Normalization

Normalization is the process of eliminating duplication of data from within your database. Duplicate data can cause your database to grow too large. More important, having the same data in two places can create significant problems when the data get out of synch with one another. This is known as database corruption, and is not only difficult to prevent, but is even more difficult to correct.

If the customer table lists customer John Doe as living at 1 Main Street and this information is duplicated in the club membership table, your database will be larger than it could be. Furthermore, if you update his address in the customer table, but fail to update his record in the club membership table, then you have two different addresses for the same customer.

Normalization aims to reduce this duplication. Database theorists have defined several normal forms for relational databases. These are a series of increasingly restrictive constraints on the layout of the database tables.

For example, the first normal form, which is the least restrictive, requires that each attribute only store one value (as opposed to a list of values).
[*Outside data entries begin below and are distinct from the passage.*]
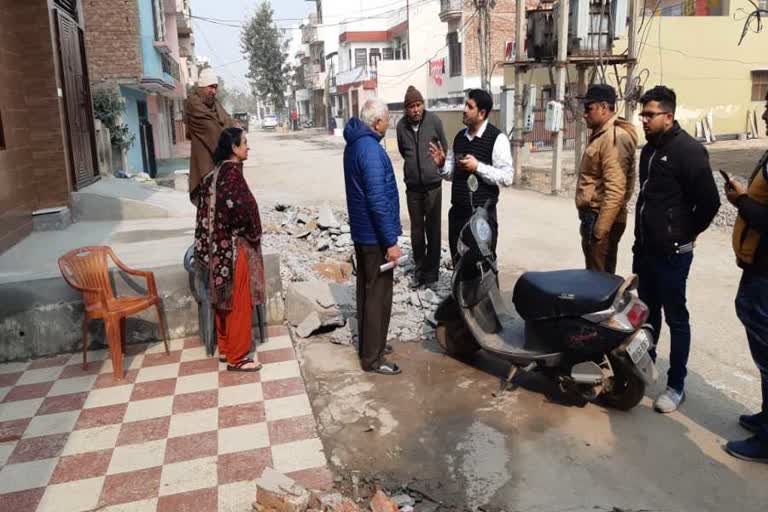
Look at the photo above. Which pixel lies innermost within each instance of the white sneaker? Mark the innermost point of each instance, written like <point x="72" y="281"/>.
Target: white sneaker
<point x="669" y="401"/>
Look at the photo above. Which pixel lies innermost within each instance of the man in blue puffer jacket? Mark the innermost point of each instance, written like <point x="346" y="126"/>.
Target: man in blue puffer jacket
<point x="373" y="206"/>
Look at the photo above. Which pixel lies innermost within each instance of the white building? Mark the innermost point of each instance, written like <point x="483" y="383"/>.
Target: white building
<point x="354" y="49"/>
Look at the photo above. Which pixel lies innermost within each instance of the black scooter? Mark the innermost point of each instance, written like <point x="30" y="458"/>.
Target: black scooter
<point x="584" y="328"/>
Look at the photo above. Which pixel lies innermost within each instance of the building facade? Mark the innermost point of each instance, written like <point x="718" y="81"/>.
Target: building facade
<point x="134" y="51"/>
<point x="47" y="144"/>
<point x="712" y="75"/>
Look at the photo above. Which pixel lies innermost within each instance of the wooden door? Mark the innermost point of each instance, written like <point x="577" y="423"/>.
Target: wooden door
<point x="355" y="103"/>
<point x="77" y="101"/>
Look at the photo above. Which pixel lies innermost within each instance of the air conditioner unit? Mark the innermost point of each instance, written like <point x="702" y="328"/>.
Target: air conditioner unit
<point x="553" y="120"/>
<point x="529" y="103"/>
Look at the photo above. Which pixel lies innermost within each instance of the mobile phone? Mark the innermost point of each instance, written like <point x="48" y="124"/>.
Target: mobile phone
<point x="726" y="178"/>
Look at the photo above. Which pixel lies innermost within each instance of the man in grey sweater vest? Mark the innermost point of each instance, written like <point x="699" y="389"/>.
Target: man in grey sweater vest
<point x="415" y="131"/>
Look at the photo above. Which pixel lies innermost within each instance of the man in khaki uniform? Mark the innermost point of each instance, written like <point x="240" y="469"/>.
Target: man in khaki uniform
<point x="205" y="118"/>
<point x="606" y="179"/>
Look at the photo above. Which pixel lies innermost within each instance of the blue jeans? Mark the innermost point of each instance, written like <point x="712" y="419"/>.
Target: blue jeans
<point x="752" y="310"/>
<point x="662" y="285"/>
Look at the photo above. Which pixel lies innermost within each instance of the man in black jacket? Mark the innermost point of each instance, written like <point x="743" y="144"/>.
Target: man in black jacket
<point x="481" y="150"/>
<point x="750" y="243"/>
<point x="423" y="184"/>
<point x="677" y="202"/>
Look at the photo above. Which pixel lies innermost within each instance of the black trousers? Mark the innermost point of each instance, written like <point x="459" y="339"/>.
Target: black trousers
<point x="600" y="255"/>
<point x="424" y="209"/>
<point x="374" y="304"/>
<point x="458" y="217"/>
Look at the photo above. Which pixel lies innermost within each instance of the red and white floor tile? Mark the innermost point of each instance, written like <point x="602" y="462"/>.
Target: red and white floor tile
<point x="180" y="433"/>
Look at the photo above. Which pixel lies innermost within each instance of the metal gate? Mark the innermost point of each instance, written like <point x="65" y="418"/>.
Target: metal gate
<point x="540" y="138"/>
<point x="77" y="100"/>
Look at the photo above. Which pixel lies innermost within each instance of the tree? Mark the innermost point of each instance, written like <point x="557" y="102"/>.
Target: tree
<point x="266" y="50"/>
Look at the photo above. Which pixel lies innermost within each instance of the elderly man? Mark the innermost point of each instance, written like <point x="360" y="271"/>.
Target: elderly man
<point x="374" y="218"/>
<point x="750" y="243"/>
<point x="205" y="118"/>
<point x="606" y="178"/>
<point x="422" y="184"/>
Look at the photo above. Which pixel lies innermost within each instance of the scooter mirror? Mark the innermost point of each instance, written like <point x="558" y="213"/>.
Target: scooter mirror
<point x="472" y="183"/>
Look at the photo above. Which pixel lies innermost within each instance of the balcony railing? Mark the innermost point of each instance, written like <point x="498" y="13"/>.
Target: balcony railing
<point x="451" y="9"/>
<point x="360" y="74"/>
<point x="309" y="30"/>
<point x="170" y="66"/>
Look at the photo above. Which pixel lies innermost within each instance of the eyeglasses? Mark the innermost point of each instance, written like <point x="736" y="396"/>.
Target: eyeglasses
<point x="650" y="115"/>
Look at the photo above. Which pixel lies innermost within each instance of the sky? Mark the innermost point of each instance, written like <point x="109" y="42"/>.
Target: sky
<point x="221" y="44"/>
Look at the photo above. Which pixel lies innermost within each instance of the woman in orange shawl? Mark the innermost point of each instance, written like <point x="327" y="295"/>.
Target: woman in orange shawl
<point x="228" y="249"/>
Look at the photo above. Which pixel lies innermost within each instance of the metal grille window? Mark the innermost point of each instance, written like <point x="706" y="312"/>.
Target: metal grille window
<point x="2" y="135"/>
<point x="69" y="6"/>
<point x="360" y="57"/>
<point x="158" y="17"/>
<point x="374" y="57"/>
<point x="454" y="54"/>
<point x="759" y="85"/>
The second normal form builds on first normal form and adds the constraint that each row in the database be uniquely identifiable. This is typically accomplished by using an identity column — a unique ID for each row. If you have no other value on which to index you may make the identity the primary key, but these two concepts are quite different. The identity ensures that each field is unique; the primary key is the principal sorting mechanism.

The third normal form, called 3NF, is the most popular compromise between too little normalization and too much. In 3NF, you essentially remove all redundant information in your tables.

Denormalization

There are normal forms beyond the third one, but they put such difficult constraints on the database that few developers go beyond this point. In fact, even the third normal form can cause significant performance penalties. For example, your customer's name should not appear both in the customer table and in the club table. This is duplication of non-key data and a violation of third normal form. What you are supposed to do is to get the customer's record from the club table, look up his ID, and then look him up in the customer table. This is a lot of overhead, however, and you almost always need the customer's name when you are looking up his record. Many developers will intentionally violate this rule — they will deliberately denormalize their tables to recover the performance penalty exacted by rigorous normalization.

DBAs typically start by designing their tables to a given normal form (say, the third normal form) and then they will begin a denormalization process in order to improve the performance of the system. It is not unusual to start with a completely normalized database and then to denormalize extensively when the system runs too slowly. The database that eventually emerges is denormalized where necessary for performance reasons. This has proven to be a better methodology than starting with a denormalized database and adding normalization, or, worse, ignoring the whole issue altogether.